The best way to fix this, of course, is to get everyone to work together to find common solutions that allows everyone to use it without the possibility for piracy. Because of money, though, no one wants this – someone has to be screwed, so why not make it the consumer?
The next-best is to boycott all of this stuff and use open standards. Because the newest games and movies often require DRM, however, this isn’t a good solution either.
The third solution is to break the law and make your own. Of course, not everyone has the money or resources to do this, so this don’t work. Yet, if those things become available to me, that’s exactly what I am going to do.

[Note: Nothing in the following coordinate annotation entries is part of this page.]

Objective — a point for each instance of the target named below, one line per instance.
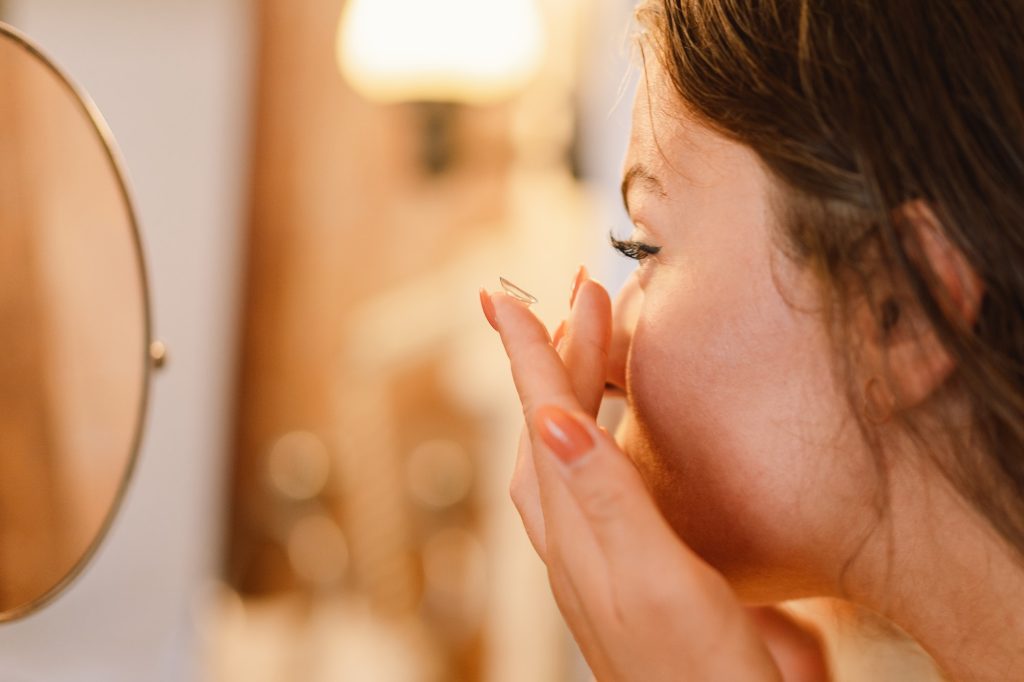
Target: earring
(878, 401)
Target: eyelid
(633, 249)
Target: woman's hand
(640, 604)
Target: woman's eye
(633, 249)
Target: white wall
(172, 78)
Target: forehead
(672, 141)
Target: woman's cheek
(686, 442)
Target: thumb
(605, 484)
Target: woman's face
(735, 420)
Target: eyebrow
(643, 174)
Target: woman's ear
(916, 361)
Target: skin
(737, 476)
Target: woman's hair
(858, 108)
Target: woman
(821, 349)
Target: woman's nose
(625, 311)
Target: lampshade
(471, 51)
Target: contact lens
(517, 293)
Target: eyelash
(635, 250)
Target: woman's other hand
(640, 604)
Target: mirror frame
(153, 352)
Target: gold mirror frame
(153, 352)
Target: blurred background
(323, 185)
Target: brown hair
(857, 108)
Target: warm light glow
(473, 51)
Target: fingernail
(581, 275)
(562, 433)
(488, 308)
(559, 333)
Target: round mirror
(75, 346)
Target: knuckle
(602, 503)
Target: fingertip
(486, 303)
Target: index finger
(538, 371)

What about the automobile?
Unlike a home entertainment center, where all of the pieces could be assembled to do what I suggest, a car is more adequate for the solutions available today. While the integration of a TV Tuner and a web-browser is a great idea for their uses in emergency situations, most of the time people are going to watch movies and listen to Movies, and the uses are going to be limited with most vehicles, which are worse with proprietary standards than PCs are. I’d press for better integration with cars, but nothing big or fancy is needed – since many states make it illegal to look at the screen and drive at the same time, most screens are of a limited size.
There was a time when I was looking forward to days like today, where sharing thoughts and ideas are simplified, entertainment easy, and our lives easier. Unfortunately, greed, not technology, prevents much of this, as we have all of the technology available today to do exactly what I suggest.
Apple needs to to reconsider its policies, especially in regards to a media center machine. They are more than capable of making a product that could easily kick a Media Center PC’s butt, and do so with minimal difficulty. Since, however, they have chosen the path of the megacompanies, however, the only company with a shot of doing the consumer right is getting us in our rears as well. To rephrase a favorite movie quote,” Help us, Apple Computers, you’re our only hope.”